Masyarakat selaku pemilih pada saat ini mempunyai kecenderungan tidak telalu fokus mengenai pengusung calon, entah itu parpol maupun jalur perseorangan. Mereka umumnya hanya melihat sosok pasangan calon yang akan bertanding pada November 2024 mendatang, dan tidak melihat dari partai mana berasal.
Kepentingan masyarakat awam bukan terhadap partainya tetapi pada gencarnya menyosialisasikan pasangan tersebut, kadang partai membawa bumerang. Maka diperlukan kehati-hatian dalam bergerak untuk menjual sosok tersebut.
Akhir Pencapaian
Popularitas tidak serta merta memudahkan untuk hasil terbaik, harus ada proses perjuangan yang tak kenal letih dan jangan hanya mengandalkan hal itu. Berlakulah sportif dan saling mengisi satu sama lain dalam melaksanakan setiap proses tahapan.
Menjadi kepala daerah adalah dambaan semua orang dan tidak semua bisa mencapainya. Calon kepala daerah baik yang diusung oleh partai politik ataupun memalui jalur perseorangan tentunya punya tujuan yang sama, menghendaki proses penyelenggaraan pemilihan bisa berjalan dengan tertib, aman dan damai.
Sang pemimpin daerah bak Raja Kecil yang selalu di sanjung dan dituruti, harapan masyarakat akan kemajuan daerah di berbagai bidang berada dipundaknya. Untuk itu janganlah membuat kecewa karena mereka yang sudah menjadi bagian pada wilayah yang dipimpin. Jangan mengkhianati dengan korupsi, kolusi dan nepotisme. Apalagi janji janji palsu.
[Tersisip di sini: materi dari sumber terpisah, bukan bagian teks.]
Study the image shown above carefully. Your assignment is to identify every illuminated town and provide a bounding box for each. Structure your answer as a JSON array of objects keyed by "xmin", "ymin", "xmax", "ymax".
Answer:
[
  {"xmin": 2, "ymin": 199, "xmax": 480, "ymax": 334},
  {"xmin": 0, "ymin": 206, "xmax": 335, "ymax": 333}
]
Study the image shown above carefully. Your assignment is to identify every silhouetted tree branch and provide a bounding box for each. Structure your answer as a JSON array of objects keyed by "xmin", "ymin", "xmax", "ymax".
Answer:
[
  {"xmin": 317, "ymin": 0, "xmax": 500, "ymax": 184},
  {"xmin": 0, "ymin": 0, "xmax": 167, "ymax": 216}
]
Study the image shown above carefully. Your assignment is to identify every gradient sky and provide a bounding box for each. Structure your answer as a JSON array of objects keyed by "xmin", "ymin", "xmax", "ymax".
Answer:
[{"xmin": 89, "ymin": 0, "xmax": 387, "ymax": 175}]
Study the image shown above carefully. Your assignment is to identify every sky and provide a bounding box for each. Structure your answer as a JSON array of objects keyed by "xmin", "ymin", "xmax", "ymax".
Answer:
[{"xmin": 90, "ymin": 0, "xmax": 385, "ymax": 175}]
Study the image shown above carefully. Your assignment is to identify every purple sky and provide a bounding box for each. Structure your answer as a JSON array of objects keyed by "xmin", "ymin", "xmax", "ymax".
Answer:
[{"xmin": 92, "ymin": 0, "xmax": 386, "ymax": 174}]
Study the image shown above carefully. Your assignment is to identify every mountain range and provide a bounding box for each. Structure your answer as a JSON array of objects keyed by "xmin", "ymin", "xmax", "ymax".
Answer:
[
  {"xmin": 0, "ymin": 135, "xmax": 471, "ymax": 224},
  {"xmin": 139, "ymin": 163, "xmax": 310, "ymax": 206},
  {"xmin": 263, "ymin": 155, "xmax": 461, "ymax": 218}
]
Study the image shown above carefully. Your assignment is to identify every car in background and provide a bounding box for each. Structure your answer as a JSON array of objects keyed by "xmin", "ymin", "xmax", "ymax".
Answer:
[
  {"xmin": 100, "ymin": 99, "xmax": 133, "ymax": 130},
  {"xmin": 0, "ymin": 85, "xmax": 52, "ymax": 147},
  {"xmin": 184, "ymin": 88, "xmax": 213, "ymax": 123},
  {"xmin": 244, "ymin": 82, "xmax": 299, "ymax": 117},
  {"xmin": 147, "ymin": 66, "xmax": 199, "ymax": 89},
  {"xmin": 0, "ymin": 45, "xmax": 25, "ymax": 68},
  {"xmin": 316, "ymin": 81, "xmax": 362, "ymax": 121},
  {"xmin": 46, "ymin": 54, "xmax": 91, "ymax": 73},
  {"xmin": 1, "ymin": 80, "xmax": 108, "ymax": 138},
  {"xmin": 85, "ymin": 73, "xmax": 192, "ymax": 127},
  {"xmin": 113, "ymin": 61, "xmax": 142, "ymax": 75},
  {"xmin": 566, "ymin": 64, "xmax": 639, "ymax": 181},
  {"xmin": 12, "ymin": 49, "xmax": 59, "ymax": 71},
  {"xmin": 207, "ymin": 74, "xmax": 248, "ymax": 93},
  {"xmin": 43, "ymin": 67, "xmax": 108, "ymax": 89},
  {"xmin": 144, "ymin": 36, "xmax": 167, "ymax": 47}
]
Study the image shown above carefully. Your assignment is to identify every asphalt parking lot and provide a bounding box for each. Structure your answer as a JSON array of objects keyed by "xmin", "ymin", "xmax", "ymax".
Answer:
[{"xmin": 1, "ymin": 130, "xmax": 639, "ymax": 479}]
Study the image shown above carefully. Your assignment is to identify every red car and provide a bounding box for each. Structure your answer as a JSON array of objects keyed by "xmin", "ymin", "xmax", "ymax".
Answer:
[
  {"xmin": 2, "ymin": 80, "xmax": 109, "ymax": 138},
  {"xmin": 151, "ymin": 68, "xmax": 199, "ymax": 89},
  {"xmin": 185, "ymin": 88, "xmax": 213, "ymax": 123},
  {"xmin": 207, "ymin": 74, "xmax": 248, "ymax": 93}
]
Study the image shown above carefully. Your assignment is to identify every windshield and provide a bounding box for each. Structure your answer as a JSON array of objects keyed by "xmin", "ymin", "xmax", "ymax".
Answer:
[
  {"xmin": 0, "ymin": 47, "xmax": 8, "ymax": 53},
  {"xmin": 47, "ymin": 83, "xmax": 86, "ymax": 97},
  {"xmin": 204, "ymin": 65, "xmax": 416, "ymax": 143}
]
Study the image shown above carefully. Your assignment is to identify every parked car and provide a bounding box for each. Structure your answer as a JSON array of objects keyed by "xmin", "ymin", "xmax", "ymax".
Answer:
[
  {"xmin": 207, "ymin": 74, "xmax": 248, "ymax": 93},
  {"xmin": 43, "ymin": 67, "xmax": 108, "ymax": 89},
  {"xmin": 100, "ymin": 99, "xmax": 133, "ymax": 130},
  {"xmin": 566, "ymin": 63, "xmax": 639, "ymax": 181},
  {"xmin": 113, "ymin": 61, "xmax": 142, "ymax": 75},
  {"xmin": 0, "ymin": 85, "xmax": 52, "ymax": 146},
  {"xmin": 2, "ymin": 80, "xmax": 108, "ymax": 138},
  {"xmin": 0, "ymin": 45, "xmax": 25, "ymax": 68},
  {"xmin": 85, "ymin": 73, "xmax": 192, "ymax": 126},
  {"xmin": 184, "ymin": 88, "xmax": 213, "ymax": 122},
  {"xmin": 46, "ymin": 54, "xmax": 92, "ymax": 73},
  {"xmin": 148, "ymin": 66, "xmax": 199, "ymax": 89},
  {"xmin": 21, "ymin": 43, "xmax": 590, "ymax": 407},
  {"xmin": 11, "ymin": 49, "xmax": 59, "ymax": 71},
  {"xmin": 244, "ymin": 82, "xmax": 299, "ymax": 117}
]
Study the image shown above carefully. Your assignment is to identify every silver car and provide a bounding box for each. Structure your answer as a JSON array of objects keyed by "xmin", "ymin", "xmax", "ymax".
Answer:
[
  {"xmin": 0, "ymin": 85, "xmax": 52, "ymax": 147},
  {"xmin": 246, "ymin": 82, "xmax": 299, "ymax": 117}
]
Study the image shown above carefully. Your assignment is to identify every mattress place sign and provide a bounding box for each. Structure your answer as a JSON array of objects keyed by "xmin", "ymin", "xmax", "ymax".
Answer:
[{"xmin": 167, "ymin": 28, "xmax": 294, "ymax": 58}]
Artinya, Tentang program yang di tawarkan, masing masing calon. Apakah dapat atau pun sinkron dengan keinginan serta isu strategis daerah saat ini yang sesuai dengan dinamika politik nasional.
Nah..!! Dari konteks ini para kandidat mesti berfikir “Out Of The Box”.
Artinya, semua calon yang ada di kota Bukittinggi mesti mengasah otak, pasalnya semua janji politik Erman Safar 2020 lalu semua ia tuntaskan melalui program yang menyentuh langsung ke masyarakat…. eemm..!!